Psicologia dello sviluppo
Modelli di sviluppo
Modello è una struttura che è stata sviluppata in un campo e poi applicata in un altro campo, di solito meno evoluto. Serve da analogia per guidare la ricerca e il pensiero. Il modello ispira e guida la ricerca, ma c'è scarso interesse ad usare i risultati di quella ricerca per modificare il modello.
Modello dati e teoria deduttiva
È un insieme di proposizioni logicamente organizzate; fra i dati e la teoria c’è una relazione a due vie in quanto le proposizioni teoriche sono continuamente sottoposte a verifica sperimentale e i risultati modificano la teoria.
Teoria induttiva
Consiste di affermazioni descrittive che riassumono insiemi di dati: in pratica i dati portano alla teoria.
Teoria funzionale
Le sue proposizioni sono in stretta relazione con i dati e spesso la loro portata è limitata a un problema sperimentale particolare; c’è un interscambio continuo tra teoria e dati in quanto la teoria può essere suggerita dai dati.
Visione organismica
Prende a modello sistemi viventi piuttosto che macchine e considera l’uomo un’unità attiva e organizzata in continuo cambiamento. Enfatizza i cambiamenti qualitativi.
Visione meccanicistica
Prende a modello macchine composte di parti che operano nel tempo e nello spazio. Enfatizza i cambiamenti quantitativi.
Teoria degli stadi cognitivi di Piaget
Vita
Piaget nacque nel 1896 a Neuchâtel in Svizzera: suo padre era uno storico dedito alla letteratura medievale, sua madre era una donna intelligente, energica e dolce ma con un temperamento nevrotico che ha portato Piaget ad imitare il padre, ma a rifugiarsi anche in quello che lui stesso ha chiamato “un mondo privato e non fittizio” che gli ha destato l’interesse per la teoria psicoanalitica.

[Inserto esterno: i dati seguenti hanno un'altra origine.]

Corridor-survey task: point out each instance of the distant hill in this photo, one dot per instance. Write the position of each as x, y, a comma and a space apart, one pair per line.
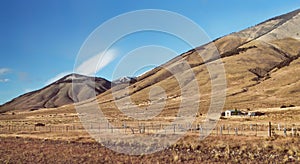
261, 64
59, 93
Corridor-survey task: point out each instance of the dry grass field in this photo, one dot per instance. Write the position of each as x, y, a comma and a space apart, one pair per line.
26, 143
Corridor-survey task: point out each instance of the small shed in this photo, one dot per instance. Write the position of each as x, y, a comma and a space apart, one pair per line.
235, 112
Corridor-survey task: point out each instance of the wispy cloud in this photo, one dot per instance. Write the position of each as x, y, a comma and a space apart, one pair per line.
4, 80
57, 77
4, 71
89, 66
97, 62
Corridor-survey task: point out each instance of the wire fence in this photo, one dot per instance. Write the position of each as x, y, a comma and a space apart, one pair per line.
292, 130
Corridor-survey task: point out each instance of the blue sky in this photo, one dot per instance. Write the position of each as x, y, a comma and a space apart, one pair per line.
40, 40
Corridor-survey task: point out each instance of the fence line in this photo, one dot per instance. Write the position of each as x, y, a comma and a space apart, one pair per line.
150, 128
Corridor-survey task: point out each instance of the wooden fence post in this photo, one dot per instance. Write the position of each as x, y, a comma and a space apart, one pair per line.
270, 130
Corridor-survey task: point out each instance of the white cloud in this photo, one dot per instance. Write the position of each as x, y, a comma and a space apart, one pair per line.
4, 80
4, 71
96, 63
57, 77
90, 66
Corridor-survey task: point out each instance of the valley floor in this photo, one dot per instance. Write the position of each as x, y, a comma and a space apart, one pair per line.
212, 149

Egli aveva numerosi interessi come la meccanica, le conchiglie di mare, gli uccelli e i fossili. Uno dei suoi primi scritti fu un opuscolo in cui descriveva un autovap (unione fra carro e locomotiva). La sua prima pubblicazione fu un articolo di una pagina su un passero albino che aveva osservato in un parco all’età di 10 anni.

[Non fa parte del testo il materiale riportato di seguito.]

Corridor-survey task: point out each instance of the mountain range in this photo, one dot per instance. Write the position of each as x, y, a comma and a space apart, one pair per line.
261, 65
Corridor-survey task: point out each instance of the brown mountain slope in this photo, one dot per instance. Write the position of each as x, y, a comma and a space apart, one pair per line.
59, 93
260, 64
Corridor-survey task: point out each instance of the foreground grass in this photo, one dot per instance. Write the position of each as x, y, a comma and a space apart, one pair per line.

L’interesse per le raccolte esibite al Museo di Storia naturale locale, gli valse l’invito del direttore ad assisterlo nella sua collezione di molluschi di mare: così egli entrò nel campo della Malacologia (lo studio dei molluschi). I conflitti fra l’insegnamento religioso e quello scientifico lo stimolarono a leggere Kant, Spencer, Durkheim e Comte.

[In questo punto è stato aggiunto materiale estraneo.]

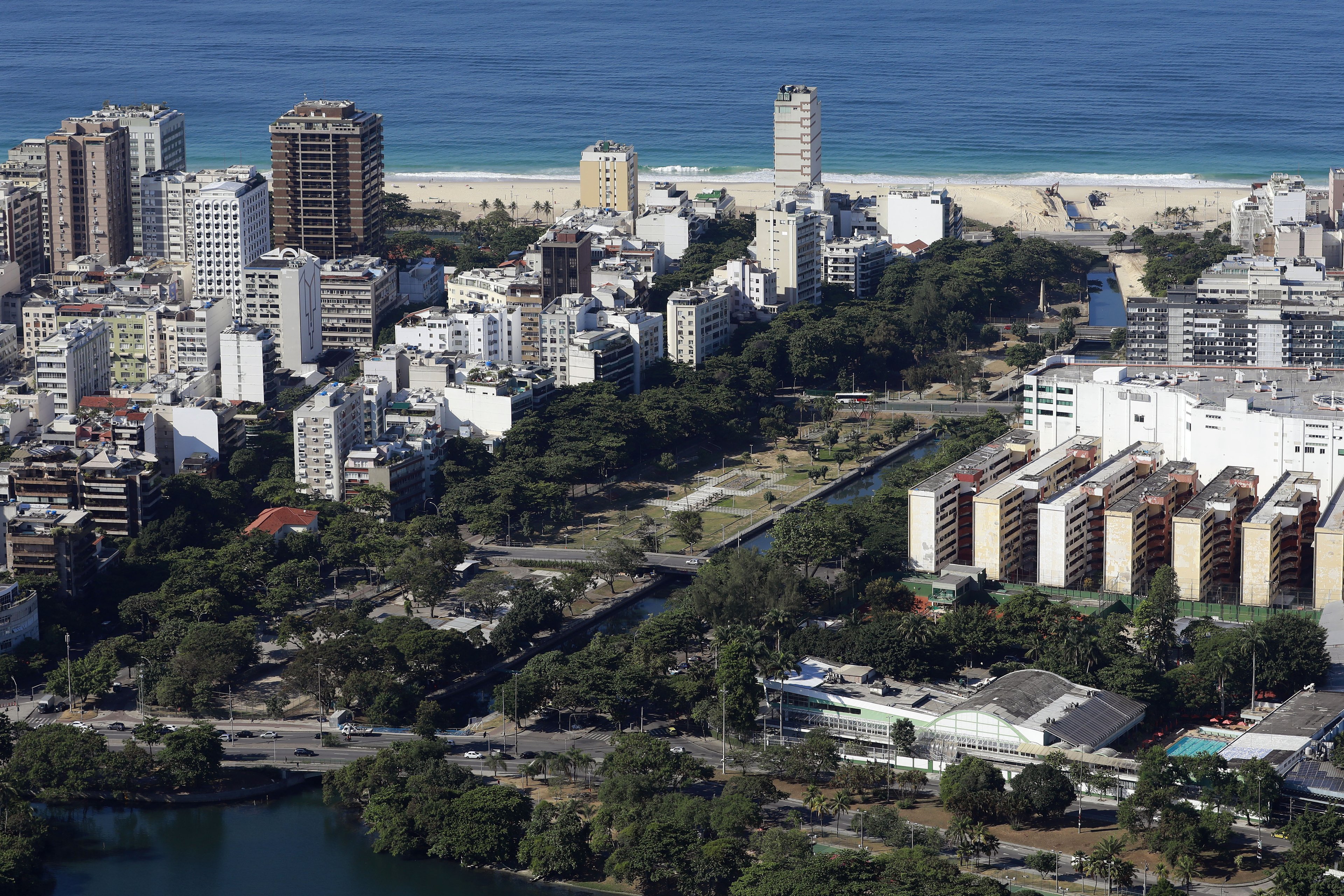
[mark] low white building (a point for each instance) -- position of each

Si laureò nel 1918 a Neuchâtel in Scienze naturali con una tesi sui molluschi. Dopo aver visitato i laboratori di psicologia a Zurigo ed esplorato la teoria psicoanalitica, passò 2 anni alla Sorbonne di Parigi dove studiò psicologia e filosofia, e dove conobbe Simon che aveva a disposizione il laboratorio di Binet e che gli suggerì di standardizzare i test di ragionamento di Binet sui bambini di Parigi: iniziò questo lavoro con scarso entusiasmo, ma il suo interesse aumentò quando cominciò a chiedere ai bambini il perché delle risposte corrette e scorrette da loro date.
Da questo lavoro pubblicò 3 articoli che gli valsero l’offerta di diventare direttore degli studi all’Istituto Rousseau di Ginevra: ben presto divenne noto come psicologo dello sviluppo. Occupò diverse posizioni accademiche e amministrative all’Università di Ginevra, come pure posti internazionali come la presidenza della commissione svizzera dell’Unesco. Tuttavia, continuò a studiare il pensiero del bambino fino alla sua morte che avvenne nel 1980.
Metodologia
Il lavoro condotto da Piaget nei primi tempi con bambini di età prescolare e scolare era caratterizzato dal Metodo Clinico: consiste in un’interazione verbale a catena fra sperimentatore e bambino. Lo sperimentatore inizia ponendo la domanda, ma le domande che pone in seguito sono guidate dalla risposta che il bambino ha dato alla domanda precedente. Attraverso questo interscambio, lo sperimentatore prova a capire la linea di ragionamento seguita dal bambino nelle sue risposte. Nei lavori più recenti di Piaget, queste interviste erano spesso accompagnate dalla manipolazione di oggetti da parte dello sperimentatore o del bambino.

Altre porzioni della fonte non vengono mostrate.